Personal information
- Full name: Kirsten Nicole Casimir
- Born: 28 May 1978 (age 48) Dominica
- Batting: Right-handed
- Bowling: Right-arm slow

Domestic team information
- 2001–2003: Windward Islands
- 2001: Northern Windward Islands
- 2002: Rest of Windward Islands
- Source: CricketArchive, 23 January 2016

= Kirsten Casimir =

Dominican cricketer (born 1978)

Kirsten Nicole Casimir (born 28 May 1978) is a former Dominican cricketer who played for the Windward Islands in West Indian domestic cricket. He played as a right-handed middle-order batsman.

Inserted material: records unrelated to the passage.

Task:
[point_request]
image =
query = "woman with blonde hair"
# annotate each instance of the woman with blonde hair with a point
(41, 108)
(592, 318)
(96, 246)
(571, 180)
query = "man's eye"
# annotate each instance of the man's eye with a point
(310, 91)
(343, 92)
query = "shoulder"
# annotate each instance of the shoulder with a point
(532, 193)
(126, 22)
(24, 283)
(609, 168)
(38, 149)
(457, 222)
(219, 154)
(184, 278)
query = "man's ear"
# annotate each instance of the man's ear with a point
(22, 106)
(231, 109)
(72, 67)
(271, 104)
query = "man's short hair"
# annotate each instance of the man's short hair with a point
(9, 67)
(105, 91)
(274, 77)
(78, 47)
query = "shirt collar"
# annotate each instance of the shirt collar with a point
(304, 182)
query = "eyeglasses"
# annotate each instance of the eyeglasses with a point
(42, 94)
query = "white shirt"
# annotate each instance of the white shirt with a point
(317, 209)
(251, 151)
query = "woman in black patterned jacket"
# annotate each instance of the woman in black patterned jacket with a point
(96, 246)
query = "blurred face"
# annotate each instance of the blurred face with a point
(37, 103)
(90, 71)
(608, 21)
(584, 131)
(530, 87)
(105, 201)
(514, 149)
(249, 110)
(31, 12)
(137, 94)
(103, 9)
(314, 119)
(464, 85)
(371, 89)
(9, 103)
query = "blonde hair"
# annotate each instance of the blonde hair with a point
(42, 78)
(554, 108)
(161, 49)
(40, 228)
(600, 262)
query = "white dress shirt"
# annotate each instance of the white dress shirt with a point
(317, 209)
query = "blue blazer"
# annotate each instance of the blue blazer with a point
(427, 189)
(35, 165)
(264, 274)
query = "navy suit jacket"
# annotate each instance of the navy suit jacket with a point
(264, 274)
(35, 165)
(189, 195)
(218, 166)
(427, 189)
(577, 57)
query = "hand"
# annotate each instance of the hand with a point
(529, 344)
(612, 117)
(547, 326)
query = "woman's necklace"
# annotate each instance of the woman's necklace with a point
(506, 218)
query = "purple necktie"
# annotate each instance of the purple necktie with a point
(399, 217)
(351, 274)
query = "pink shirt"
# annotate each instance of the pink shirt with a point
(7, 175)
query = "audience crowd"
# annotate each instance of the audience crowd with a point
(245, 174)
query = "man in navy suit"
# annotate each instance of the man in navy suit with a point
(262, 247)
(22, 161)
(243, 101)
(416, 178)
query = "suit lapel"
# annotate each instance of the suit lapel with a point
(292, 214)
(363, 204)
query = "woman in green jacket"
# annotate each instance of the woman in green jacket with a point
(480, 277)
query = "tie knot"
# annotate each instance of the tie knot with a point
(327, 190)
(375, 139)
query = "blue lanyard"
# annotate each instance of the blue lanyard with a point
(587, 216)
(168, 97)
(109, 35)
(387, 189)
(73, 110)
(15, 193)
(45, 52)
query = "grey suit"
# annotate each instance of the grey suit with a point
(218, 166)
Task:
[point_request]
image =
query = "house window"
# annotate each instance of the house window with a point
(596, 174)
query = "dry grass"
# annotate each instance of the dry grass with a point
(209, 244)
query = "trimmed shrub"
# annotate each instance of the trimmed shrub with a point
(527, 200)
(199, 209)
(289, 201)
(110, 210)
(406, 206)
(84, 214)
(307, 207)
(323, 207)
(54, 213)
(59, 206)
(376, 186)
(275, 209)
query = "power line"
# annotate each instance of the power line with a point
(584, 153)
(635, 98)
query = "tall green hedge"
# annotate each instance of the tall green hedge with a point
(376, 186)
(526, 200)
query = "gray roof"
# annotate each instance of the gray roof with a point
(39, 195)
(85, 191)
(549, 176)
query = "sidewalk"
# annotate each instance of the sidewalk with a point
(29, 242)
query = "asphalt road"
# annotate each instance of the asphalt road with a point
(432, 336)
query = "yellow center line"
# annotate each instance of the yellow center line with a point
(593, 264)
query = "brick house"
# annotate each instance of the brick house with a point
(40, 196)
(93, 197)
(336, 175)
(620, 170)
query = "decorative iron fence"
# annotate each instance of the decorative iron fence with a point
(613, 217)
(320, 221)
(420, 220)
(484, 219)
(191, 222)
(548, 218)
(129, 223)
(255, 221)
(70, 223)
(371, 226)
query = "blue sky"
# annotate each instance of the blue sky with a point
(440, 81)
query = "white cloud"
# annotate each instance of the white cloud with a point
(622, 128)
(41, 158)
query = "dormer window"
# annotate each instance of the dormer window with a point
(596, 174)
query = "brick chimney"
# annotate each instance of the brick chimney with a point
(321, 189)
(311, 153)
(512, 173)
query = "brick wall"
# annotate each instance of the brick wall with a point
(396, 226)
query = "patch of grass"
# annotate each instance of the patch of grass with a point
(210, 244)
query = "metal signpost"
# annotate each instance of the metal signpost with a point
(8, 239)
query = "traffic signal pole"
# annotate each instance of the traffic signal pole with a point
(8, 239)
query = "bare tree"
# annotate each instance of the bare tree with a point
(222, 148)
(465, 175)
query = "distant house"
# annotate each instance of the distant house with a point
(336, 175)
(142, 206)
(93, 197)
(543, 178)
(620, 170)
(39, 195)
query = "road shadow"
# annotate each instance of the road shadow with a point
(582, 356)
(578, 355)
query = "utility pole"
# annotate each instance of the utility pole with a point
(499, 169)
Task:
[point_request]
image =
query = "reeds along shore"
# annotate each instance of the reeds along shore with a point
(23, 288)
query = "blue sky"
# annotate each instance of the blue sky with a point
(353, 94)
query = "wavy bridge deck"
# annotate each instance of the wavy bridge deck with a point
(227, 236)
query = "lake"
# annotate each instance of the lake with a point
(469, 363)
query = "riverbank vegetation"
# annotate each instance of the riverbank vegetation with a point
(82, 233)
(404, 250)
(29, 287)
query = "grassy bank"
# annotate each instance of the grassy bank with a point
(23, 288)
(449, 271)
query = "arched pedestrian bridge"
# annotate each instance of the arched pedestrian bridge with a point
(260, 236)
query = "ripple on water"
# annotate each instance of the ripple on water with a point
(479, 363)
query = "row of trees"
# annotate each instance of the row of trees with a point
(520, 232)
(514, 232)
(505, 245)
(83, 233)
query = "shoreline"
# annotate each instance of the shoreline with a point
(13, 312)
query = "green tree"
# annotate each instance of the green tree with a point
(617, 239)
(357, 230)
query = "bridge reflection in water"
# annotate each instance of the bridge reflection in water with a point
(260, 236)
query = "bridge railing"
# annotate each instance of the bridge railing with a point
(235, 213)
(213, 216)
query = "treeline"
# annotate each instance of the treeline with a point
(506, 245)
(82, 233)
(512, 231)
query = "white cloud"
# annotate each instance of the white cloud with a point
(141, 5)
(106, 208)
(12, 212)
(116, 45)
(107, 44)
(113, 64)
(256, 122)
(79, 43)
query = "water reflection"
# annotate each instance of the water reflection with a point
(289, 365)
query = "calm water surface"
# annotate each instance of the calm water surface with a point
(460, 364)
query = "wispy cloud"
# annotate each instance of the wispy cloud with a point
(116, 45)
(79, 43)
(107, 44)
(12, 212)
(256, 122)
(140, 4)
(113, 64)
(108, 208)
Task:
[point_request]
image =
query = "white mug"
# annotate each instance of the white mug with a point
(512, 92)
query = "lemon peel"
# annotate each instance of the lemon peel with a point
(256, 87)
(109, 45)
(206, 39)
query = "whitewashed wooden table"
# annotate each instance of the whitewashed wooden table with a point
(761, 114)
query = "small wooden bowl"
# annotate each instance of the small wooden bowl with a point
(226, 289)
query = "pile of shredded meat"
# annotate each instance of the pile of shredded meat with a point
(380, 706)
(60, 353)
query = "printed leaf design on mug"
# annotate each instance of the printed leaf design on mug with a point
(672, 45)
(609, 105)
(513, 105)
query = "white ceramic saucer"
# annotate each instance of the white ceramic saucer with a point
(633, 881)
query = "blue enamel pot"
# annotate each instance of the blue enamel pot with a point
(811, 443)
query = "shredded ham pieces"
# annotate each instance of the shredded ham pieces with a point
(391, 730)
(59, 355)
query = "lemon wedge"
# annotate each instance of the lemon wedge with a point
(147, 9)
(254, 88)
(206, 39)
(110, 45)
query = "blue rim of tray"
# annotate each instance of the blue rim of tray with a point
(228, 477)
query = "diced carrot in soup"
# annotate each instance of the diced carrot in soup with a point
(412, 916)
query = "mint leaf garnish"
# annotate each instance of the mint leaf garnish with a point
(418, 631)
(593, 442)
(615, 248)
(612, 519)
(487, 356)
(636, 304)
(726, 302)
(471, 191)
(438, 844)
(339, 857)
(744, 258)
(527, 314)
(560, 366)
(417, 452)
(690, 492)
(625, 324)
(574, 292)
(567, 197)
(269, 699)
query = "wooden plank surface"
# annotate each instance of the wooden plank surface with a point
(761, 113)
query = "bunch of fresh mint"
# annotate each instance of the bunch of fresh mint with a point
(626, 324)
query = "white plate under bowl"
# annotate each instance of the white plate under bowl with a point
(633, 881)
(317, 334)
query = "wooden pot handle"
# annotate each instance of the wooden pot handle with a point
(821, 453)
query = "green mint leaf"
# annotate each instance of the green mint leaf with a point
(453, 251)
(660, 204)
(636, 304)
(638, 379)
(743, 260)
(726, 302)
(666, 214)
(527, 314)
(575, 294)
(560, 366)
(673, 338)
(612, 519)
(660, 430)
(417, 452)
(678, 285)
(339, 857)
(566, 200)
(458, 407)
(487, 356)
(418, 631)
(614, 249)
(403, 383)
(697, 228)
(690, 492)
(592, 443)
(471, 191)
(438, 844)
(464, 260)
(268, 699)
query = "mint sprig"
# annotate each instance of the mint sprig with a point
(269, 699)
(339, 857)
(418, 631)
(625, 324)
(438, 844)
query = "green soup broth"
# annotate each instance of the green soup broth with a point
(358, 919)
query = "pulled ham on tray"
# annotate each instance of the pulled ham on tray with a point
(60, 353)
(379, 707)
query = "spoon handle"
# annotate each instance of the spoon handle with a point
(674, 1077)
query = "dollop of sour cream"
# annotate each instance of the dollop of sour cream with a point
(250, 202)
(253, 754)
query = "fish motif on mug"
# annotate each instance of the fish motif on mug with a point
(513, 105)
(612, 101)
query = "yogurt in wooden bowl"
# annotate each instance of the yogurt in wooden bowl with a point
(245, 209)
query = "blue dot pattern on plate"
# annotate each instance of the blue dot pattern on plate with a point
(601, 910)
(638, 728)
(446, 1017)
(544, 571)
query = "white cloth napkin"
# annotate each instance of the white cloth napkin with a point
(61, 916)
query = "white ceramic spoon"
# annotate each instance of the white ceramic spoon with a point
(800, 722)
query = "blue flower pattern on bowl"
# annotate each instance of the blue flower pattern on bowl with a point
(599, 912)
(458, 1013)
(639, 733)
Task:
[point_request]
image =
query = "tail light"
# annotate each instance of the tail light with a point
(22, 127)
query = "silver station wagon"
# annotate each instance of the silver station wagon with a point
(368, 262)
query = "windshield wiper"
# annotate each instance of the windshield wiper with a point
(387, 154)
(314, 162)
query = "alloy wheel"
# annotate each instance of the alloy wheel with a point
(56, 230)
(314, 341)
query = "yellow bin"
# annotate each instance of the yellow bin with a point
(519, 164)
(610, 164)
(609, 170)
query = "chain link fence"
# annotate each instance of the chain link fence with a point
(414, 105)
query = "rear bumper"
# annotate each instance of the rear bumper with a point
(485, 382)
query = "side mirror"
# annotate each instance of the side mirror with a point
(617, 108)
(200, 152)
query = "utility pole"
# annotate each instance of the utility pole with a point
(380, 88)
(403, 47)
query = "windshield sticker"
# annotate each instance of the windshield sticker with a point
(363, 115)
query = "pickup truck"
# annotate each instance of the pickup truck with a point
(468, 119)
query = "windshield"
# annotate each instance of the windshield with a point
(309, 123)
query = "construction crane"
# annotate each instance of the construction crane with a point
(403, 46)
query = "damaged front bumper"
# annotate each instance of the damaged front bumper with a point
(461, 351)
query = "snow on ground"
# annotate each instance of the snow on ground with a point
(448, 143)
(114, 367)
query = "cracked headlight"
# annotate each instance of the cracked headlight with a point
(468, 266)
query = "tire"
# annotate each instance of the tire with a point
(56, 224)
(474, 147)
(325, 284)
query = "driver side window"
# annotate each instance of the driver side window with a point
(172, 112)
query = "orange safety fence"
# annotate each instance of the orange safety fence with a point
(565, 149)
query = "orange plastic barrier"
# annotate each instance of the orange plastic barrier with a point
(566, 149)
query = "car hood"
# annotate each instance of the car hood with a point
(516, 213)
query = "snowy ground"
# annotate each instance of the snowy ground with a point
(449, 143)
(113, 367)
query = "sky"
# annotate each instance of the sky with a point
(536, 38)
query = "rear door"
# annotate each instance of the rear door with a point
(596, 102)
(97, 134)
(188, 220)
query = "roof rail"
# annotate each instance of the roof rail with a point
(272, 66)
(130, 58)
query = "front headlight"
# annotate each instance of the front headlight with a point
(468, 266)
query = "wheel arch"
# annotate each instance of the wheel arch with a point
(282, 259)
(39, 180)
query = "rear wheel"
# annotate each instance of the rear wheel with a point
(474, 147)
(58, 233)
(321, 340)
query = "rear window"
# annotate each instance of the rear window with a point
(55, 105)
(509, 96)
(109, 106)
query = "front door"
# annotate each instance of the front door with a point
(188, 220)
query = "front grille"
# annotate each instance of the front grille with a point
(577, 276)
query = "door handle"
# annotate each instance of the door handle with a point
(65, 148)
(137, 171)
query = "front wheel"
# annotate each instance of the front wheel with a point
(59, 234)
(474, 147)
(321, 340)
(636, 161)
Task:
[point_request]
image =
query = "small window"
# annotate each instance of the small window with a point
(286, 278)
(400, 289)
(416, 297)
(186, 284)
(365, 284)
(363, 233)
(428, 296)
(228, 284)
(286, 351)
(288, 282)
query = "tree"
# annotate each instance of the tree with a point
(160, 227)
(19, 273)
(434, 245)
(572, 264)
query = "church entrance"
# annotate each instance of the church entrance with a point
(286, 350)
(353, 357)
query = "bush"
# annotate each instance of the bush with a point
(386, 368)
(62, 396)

Casimir made his first-class debut in January 2001, playing for the Windwards in the 2000–01 Busta Cup. He scored 63 on debut against the Leeward Islands, what was to be his highest first-class score. Playing for the Northern Windward Islands team in the 2001–02 Red Stripe Bowl, Casimir scored 83 against Trinidad and Tobago, from fourth in the batting order. The following season, he played for the Rest of the Windward Islands team. Casimir's final matches for the Windwards came during the 2003–04 Red Stripe Bowl. In 2006 and 2008, he represented Dominica at the Stanford 20/20 tournament, with a highest score of 30 against the British Virgin Islands.